For Sir Robert to put the invitation in the form of a question was rhetorical. They had, in fact, planned to go to Cecily’s manor in Surrey. Now, at Walpole’s intervention, there was an instant change of direction. Lemuel said: ‘Of course, of course, Sir Robert. Thank ee.’
‘You may dine at Houghton, Lemuel,’ said Cecily. ‘I shall not.’ It w
as her sticking point. She’d been forced into a marriage, she’d been defrauded and dishonoured. What she would not do was grace the author of these humiliations.
‘Eh? What’s this?’
‘I am otherwise engaged,’ she said.
‘Are you, my dear?’ Lemuel dithered. ‘How?’
She met Walpole’s eye. ‘Otherwise.’
As it turned out, the next morning Cecily was given a legitimate excuse not to go into the country at all, though it was one she would rather not have had, in a note from Lady Catherine Jones.
She took it into the dining room where Lemuel was urging the household into a frenzy of packing. ‘I shall not be accompanying you, Sir Lemuel.
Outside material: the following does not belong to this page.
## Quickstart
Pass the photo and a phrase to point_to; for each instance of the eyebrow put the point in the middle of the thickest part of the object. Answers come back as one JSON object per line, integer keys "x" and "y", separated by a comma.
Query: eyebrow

Mrs Astell is ill.’
‘That old foolospher.’ Dolly was filling a box with plate.
‘But, my dear, my dear…’ Lemuel saw the tilt of his wife’s jaw and stopped protesting. ‘You will join us later, I hope?’
‘When she’s better.’
Appallingly, Dolly wondered whether she, too, should not stay behind: she was a townswoman through and through. ‘I hate Hempens. All birds and quiet and them stinking bogs.’
‘Fens, Dolly,’ Cecily said. ‘They are tidal fens. Surely you will not pass up dinner with Sir Robert?’
‘There’s that,’ her sister-in-law admitted. ‘Lays on good vittles, does Sir Rob. An’ he’s a lad.’ She winked. Dolly flirted outrageously with Walpole, convinced he fancied her person.
And he probably does, thought Cecily. She stood on the steps to see them off. It was months since she’d seen Hempens and she ached for it, but to visit it in company with her husband and sister-in-law was like watching children in hob-nail boots caper on rare, ancient mosaic.